Is dietary intake of methionine associated with a reduction in risk for neural tube defect-affected pregnancies?
Article first published online: 7 DEC 1998
Copyright © 1997 Wiley-Liss, Inc.
Volume 56, Issue 5, pages 295–299, November 1997
How to Cite
Shaw, G. M., Velie, E. M. and Schaffer, D. M. (1997), Is dietary intake of methionine associated with a reduction in risk for neural tube defect-affected pregnancies?. Teratology, 56: 295–299. doi: 10.1002/(SICI)1096-9926(199711)56:5<295::AID-TERA1>3.0.CO;2-X
- Issue published online: 7 DEC 1998
- Article first published online: 7 DEC 1998
- Manuscript Accepted: 17 SEP 1997
- Manuscript Received: 12 MAY 1997
Results from experimental animals and other laboratory data have suggested a role for methionine, an essential amino acid, in normal closure of the neural tube. We hypothesized that women who had higher dietary intakes of methionine would be at lower risk for neural tube defect (NTD)-affected pregnancies. Data were derived from a population-based case-control study of fetuses and liveborn infants with NTDs among a 1989–1991 California birth cohort. Interviews, which included a 100-item food frequency questionnaire, were conducted with mothers of 424 NTD cases and 440 nonmalformed controls.

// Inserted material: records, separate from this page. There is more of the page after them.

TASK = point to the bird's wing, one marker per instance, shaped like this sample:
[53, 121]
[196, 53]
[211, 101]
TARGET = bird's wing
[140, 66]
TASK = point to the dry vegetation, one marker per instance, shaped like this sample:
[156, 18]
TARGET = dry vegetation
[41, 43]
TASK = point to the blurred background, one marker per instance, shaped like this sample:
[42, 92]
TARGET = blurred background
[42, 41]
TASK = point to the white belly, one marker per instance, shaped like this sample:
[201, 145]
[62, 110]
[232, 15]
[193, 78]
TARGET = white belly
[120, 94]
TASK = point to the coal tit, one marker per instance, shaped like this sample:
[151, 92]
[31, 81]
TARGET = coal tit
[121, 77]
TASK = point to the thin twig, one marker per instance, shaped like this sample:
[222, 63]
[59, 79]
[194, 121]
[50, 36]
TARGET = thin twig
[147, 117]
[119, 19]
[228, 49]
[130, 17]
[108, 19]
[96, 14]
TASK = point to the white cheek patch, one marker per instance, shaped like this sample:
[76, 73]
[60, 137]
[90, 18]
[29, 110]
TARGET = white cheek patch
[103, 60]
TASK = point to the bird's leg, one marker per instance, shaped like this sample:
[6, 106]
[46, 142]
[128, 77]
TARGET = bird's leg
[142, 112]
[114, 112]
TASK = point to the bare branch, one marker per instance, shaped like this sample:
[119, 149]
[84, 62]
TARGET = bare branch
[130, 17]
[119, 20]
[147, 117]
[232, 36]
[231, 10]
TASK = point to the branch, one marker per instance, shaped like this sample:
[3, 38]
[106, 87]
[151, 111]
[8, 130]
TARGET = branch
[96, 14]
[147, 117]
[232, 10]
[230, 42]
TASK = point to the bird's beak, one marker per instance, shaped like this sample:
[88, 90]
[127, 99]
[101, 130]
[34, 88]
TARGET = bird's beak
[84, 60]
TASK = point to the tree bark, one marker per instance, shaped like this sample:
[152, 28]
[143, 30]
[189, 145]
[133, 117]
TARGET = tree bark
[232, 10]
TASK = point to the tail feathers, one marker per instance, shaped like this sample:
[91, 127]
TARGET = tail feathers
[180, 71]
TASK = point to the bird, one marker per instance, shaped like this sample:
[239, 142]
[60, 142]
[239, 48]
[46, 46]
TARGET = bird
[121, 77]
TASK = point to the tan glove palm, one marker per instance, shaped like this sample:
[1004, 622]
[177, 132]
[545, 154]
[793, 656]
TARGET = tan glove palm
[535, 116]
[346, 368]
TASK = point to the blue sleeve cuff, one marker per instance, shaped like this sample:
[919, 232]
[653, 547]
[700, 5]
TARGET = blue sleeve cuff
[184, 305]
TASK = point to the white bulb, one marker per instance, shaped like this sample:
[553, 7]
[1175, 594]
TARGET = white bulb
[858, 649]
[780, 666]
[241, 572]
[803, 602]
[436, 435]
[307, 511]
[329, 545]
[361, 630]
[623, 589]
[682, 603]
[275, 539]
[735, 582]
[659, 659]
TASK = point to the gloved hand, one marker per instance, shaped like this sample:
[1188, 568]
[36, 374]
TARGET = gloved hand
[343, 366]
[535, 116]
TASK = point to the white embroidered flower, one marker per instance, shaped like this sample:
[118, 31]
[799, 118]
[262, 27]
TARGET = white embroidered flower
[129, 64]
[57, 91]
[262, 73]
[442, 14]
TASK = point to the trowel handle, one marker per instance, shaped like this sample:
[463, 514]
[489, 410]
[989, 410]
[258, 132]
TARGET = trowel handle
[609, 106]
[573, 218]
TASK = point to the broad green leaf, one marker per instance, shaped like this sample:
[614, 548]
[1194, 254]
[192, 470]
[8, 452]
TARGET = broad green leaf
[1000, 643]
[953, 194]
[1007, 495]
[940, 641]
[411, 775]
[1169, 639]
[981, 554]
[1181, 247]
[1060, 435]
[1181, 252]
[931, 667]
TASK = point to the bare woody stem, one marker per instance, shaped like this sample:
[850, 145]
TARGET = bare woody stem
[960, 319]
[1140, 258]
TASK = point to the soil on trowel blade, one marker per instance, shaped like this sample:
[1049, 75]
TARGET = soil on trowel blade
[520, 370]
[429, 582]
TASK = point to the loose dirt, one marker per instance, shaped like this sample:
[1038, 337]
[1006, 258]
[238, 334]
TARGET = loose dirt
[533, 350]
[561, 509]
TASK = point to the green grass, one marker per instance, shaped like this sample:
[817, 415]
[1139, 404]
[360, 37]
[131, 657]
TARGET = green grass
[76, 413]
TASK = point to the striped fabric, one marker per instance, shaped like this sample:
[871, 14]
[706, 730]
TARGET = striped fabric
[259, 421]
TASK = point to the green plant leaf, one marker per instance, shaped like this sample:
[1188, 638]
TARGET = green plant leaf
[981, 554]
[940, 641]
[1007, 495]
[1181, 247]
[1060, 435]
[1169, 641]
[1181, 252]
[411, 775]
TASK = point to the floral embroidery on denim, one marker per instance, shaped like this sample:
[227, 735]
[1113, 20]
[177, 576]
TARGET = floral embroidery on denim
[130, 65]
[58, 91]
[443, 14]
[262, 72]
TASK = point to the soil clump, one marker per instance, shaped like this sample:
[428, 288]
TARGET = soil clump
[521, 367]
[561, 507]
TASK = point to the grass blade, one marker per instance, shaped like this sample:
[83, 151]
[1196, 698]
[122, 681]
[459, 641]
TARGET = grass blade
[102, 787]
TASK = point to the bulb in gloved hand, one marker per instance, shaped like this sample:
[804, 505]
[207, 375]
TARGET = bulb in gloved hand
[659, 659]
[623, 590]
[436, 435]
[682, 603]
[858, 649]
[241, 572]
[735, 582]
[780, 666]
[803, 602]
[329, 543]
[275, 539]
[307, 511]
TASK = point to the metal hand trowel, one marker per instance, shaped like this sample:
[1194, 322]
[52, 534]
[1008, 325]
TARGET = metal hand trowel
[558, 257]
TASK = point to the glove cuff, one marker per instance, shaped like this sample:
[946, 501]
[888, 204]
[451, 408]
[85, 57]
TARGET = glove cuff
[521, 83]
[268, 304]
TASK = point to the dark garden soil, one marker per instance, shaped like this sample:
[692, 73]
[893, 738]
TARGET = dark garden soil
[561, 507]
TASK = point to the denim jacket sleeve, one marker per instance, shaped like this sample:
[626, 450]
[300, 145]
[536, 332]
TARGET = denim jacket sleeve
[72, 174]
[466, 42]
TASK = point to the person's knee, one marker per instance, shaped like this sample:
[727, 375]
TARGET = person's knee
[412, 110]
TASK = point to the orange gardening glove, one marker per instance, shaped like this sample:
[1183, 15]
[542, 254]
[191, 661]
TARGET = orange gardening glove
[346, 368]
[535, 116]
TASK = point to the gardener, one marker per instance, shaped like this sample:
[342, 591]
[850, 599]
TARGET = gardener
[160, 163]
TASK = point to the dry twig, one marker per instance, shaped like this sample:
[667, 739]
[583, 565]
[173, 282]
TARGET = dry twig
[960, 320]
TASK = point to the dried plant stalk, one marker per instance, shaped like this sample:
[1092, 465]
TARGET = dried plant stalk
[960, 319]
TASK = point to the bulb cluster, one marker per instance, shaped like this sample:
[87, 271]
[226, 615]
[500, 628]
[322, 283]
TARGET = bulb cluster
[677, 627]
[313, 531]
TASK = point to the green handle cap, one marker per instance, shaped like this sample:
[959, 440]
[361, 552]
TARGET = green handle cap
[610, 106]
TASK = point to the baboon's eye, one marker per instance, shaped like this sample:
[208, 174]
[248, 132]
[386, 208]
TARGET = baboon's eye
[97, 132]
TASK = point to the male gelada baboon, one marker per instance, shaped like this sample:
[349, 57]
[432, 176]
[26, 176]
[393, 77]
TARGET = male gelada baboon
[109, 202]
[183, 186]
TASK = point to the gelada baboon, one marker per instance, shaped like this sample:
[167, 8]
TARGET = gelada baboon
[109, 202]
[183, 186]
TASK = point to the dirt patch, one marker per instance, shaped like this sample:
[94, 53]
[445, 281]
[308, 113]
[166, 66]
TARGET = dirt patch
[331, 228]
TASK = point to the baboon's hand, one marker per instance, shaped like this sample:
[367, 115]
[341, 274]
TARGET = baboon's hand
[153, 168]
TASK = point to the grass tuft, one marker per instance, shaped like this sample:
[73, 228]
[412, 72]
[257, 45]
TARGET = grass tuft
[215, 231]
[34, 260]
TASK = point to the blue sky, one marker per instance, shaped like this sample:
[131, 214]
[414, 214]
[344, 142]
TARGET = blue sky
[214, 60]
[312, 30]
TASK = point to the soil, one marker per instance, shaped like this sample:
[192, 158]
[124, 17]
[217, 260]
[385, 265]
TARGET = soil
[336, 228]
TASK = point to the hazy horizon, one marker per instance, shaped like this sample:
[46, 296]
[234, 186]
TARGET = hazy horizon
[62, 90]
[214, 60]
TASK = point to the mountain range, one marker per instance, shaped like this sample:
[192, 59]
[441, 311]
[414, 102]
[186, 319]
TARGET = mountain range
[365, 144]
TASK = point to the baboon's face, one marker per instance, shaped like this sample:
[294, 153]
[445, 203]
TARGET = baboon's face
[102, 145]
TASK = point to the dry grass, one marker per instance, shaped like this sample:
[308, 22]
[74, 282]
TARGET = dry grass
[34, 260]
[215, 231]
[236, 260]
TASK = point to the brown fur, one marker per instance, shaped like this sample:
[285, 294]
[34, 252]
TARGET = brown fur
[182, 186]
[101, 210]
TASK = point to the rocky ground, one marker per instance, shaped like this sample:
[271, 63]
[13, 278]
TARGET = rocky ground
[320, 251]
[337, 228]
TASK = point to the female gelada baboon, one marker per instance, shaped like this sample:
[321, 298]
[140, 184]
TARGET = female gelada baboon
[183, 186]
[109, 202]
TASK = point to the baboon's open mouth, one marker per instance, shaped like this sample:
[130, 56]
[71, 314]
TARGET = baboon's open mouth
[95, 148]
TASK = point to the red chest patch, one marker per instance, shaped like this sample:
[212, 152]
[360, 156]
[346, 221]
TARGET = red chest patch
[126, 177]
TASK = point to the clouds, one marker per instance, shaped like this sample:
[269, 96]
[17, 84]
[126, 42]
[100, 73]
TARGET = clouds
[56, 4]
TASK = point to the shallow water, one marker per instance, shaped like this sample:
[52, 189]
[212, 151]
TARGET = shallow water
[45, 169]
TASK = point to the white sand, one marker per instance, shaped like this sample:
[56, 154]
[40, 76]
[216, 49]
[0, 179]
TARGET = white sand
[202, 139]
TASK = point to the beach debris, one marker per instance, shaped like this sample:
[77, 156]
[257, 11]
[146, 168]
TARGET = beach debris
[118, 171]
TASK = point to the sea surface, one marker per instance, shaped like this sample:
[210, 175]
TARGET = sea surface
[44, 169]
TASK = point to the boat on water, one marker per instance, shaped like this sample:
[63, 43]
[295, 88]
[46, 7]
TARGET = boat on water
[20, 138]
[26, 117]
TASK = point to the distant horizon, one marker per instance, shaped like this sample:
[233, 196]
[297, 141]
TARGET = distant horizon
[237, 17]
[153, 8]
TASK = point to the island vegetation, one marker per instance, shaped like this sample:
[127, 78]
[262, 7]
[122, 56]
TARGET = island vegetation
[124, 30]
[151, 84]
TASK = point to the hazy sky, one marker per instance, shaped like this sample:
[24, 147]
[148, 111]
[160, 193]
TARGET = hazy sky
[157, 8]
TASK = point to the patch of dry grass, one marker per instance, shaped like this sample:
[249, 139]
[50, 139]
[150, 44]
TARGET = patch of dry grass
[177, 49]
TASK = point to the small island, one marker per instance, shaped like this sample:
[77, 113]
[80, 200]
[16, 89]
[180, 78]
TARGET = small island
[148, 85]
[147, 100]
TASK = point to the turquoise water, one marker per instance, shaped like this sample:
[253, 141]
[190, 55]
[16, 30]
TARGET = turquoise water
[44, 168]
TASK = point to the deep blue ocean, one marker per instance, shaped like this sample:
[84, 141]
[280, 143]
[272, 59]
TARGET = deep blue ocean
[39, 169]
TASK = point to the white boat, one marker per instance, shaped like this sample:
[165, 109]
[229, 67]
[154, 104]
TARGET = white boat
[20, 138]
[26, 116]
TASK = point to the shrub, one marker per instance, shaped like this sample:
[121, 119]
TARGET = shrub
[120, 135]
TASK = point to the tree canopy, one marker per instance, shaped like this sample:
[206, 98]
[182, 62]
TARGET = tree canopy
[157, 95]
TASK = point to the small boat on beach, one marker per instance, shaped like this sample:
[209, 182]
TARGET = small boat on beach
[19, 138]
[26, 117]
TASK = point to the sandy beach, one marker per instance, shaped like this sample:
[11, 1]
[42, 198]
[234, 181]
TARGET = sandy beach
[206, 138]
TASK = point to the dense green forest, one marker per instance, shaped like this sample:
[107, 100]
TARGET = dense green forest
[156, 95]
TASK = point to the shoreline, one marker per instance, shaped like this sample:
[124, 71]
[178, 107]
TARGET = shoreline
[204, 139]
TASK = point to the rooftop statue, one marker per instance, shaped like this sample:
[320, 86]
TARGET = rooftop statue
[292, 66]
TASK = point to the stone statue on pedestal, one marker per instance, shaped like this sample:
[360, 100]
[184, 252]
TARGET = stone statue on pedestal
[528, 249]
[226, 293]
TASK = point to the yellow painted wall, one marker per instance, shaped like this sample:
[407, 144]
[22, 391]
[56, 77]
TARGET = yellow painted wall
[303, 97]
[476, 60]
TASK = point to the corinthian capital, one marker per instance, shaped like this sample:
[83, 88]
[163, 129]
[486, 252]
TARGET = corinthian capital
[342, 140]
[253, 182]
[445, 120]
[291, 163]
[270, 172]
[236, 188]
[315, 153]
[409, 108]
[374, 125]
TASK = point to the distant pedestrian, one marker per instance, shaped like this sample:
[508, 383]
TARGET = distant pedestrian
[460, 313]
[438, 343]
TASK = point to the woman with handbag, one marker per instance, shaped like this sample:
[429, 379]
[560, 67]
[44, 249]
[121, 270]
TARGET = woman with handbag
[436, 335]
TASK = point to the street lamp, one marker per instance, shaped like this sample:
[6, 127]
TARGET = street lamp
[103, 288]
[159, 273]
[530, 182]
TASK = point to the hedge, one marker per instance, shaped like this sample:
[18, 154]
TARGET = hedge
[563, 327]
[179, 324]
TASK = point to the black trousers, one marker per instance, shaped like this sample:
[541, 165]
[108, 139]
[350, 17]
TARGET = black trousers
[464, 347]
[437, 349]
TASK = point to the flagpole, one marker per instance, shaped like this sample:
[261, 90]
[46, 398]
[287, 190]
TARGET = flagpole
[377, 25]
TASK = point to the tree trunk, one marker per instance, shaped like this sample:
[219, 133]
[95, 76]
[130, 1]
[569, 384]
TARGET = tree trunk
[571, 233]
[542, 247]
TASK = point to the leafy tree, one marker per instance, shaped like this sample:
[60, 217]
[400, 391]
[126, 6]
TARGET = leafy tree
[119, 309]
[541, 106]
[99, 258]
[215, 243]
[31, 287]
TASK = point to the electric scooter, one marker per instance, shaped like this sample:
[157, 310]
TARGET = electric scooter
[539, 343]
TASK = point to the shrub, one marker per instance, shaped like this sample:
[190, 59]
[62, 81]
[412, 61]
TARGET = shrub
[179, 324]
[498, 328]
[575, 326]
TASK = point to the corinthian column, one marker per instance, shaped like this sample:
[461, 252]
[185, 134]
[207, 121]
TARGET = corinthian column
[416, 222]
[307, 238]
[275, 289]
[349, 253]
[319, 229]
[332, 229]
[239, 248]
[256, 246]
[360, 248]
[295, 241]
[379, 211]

Risk for having an NTD-affected pregnancy was estimated according to quartiles (established from intakes among control mothers) of average daily maternal dietary intake of methionine in the 3 months before conception. We observed an approximately 30–40% reduction in NTD-affected pregnancies among women whose average daily dietary intake of methionine was above the lowest quartile of intake (>1,341.86 mg/day). These reductions in NTD risk were observed for both anencephaly and spina bifida; remained after adjustment for maternal race/ethnicity and education; and were observed irrespective of maternal level of folate intake. Although we were unable to establish whether the observed reductions in NTD risk were attributable to maternal periconceptional methionine intake or to another highly correlated nutrient, these data add to the growing body of evidence that maternal diet plays a role in neural tube closure. Teratology 56:295–299, 1997. © 1997 Wiley-Liss, Inc.